Swallowing problems began about 2002, I think. I ignored it because it never occurred to me that it could be important, but in 2006 I was at a restaurant when food got stuck part-way down and I went to an emergency room. The tortilla chips went down on their own eventually, but a GI doctor came in and explained it was radiation damage and offered to do a balloon treatment to widen the esophagus. So I agreed and it worked for a number of years but I had no health care to dentistry during the recession. Teeth went to hell.

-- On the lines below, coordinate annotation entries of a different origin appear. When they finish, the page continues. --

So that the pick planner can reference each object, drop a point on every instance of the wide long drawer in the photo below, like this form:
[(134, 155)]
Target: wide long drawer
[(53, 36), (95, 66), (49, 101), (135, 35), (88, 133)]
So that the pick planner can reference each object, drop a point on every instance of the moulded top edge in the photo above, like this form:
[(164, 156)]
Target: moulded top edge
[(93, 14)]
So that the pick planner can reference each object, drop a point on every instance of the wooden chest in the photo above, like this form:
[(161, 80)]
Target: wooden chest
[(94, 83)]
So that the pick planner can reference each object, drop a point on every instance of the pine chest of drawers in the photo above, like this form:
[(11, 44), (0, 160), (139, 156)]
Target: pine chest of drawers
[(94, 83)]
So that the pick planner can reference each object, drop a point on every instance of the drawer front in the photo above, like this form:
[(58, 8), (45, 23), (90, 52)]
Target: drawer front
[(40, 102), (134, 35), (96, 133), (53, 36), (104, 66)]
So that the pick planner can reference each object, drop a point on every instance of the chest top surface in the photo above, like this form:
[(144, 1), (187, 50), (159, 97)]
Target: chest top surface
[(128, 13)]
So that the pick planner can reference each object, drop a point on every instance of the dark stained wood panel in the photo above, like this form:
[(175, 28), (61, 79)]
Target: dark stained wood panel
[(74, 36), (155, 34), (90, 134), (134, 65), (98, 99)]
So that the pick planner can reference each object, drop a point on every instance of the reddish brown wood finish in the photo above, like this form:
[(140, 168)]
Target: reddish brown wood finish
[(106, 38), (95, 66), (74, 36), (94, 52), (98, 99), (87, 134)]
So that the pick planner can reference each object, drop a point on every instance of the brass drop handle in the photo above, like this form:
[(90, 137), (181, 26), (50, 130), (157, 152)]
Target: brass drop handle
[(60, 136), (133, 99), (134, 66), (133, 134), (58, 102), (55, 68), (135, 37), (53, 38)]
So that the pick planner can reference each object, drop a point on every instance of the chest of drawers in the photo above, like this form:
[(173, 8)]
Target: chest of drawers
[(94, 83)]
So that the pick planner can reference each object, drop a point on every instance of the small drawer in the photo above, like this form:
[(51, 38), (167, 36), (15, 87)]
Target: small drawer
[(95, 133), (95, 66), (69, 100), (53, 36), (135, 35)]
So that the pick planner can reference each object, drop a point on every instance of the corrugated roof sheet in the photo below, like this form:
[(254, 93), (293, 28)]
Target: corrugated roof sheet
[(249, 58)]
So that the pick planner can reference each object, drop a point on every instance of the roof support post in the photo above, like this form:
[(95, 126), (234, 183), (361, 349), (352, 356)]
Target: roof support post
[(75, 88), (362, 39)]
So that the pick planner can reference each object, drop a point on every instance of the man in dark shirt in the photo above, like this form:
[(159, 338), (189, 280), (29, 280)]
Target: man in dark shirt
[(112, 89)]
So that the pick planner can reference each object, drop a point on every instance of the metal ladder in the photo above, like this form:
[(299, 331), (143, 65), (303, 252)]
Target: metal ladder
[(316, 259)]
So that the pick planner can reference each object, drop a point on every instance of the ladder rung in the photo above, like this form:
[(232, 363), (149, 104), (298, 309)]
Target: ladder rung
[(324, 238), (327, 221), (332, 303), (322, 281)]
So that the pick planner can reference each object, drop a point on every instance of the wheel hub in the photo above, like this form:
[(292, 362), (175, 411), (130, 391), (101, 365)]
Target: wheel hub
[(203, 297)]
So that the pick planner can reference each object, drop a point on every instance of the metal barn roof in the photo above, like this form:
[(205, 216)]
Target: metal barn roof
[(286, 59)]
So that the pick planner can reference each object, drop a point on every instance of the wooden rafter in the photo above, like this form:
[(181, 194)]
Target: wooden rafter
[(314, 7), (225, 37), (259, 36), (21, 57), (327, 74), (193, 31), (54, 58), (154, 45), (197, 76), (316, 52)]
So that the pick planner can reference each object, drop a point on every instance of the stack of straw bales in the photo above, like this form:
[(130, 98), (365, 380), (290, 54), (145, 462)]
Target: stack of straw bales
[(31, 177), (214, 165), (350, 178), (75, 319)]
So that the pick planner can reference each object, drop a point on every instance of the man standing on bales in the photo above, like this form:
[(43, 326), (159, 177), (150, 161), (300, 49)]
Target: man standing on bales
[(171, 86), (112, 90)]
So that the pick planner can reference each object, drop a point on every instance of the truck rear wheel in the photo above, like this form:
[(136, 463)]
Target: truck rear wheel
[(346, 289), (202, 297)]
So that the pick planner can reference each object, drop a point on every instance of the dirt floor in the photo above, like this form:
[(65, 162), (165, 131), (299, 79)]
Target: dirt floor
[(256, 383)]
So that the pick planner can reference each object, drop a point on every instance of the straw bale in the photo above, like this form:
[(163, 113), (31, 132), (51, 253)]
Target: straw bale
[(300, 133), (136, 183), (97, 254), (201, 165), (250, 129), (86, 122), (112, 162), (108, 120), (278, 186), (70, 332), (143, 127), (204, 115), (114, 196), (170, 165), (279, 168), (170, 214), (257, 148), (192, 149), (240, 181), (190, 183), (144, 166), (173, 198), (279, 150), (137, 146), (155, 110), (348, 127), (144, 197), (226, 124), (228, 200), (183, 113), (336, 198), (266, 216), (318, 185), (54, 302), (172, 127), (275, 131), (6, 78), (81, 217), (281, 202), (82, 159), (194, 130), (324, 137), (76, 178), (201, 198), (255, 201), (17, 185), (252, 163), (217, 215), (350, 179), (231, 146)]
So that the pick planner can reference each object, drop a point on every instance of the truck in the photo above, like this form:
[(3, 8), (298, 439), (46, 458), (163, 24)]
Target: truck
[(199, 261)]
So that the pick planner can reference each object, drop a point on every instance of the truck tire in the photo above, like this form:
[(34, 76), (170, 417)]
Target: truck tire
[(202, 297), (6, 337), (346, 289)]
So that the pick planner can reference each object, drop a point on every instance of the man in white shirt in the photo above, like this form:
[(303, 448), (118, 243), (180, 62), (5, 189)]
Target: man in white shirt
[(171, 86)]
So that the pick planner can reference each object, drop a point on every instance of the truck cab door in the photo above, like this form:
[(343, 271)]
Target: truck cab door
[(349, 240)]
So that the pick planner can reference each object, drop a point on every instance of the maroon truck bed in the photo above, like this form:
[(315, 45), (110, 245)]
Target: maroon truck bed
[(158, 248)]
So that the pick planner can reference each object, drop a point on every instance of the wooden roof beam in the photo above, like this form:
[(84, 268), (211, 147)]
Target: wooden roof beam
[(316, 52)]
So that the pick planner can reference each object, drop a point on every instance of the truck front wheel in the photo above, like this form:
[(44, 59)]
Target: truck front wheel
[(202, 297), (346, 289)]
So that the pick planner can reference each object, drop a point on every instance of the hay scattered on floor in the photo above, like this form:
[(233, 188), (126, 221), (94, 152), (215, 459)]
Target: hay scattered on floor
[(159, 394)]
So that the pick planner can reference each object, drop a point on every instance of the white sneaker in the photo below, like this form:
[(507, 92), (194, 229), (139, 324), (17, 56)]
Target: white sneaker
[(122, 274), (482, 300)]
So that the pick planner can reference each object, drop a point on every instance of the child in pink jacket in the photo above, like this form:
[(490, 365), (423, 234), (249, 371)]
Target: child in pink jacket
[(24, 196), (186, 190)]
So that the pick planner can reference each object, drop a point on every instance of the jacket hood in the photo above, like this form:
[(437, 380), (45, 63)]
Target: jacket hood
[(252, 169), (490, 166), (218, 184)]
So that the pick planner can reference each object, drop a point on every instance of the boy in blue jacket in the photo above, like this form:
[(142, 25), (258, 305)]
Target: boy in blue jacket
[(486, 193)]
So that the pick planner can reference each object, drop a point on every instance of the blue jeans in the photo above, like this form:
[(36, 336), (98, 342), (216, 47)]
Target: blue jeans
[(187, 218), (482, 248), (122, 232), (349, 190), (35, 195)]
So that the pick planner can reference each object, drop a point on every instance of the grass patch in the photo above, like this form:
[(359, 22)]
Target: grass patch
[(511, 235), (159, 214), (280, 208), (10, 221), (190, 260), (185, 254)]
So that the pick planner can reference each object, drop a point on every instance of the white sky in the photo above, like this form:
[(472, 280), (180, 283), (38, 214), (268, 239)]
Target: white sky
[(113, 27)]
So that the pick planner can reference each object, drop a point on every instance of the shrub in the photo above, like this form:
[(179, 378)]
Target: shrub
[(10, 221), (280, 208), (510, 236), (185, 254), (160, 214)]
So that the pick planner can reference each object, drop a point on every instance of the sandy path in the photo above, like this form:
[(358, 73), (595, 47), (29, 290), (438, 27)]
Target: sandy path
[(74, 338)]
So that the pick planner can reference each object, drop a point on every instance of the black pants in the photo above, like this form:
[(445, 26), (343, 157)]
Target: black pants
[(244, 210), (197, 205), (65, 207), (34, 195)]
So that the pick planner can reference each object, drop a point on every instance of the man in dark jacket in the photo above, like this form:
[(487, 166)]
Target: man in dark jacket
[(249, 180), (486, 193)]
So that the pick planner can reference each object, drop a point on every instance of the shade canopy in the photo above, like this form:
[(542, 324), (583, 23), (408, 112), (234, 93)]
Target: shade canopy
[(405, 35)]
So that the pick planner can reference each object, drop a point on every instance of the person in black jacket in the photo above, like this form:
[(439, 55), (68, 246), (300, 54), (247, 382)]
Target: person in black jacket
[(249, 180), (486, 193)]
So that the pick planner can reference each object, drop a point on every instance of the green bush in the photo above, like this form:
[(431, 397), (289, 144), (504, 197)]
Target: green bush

c. 2014 I started choking again and suddenly I could no longer eat pizza that was easy to swallow before. For a while I was vomiting after waking every morning. No idea why. Either the vomiting or the dysphagia eventually gave me aspiration pneumonia. I spent a month in a hospital and the SLPs just bulldozed me into getting this tube.
I get so mad when I think how they didn’t warn me that my mouth would “forget” how to chew and swallow, that I can’t even talk about it because I will raise my voice and I truly fear non-deaf hospital employees will call security on me and I will be lucky if I don’t get Tased — but that’s another beef. ADA.
Got out of hospital and spent another month in rehab. Tube fell out maybe 6 months after it was installed. A cat accidentally pulled out the next one. Then I accidentally cut one off while trying to remove gauze and tape that got stuck on it also by accident. I had to replace it at least two more times before I decided I had enough. The stoma also got infected. One time I got pancreatitis and pneumonia concurrent with an infection.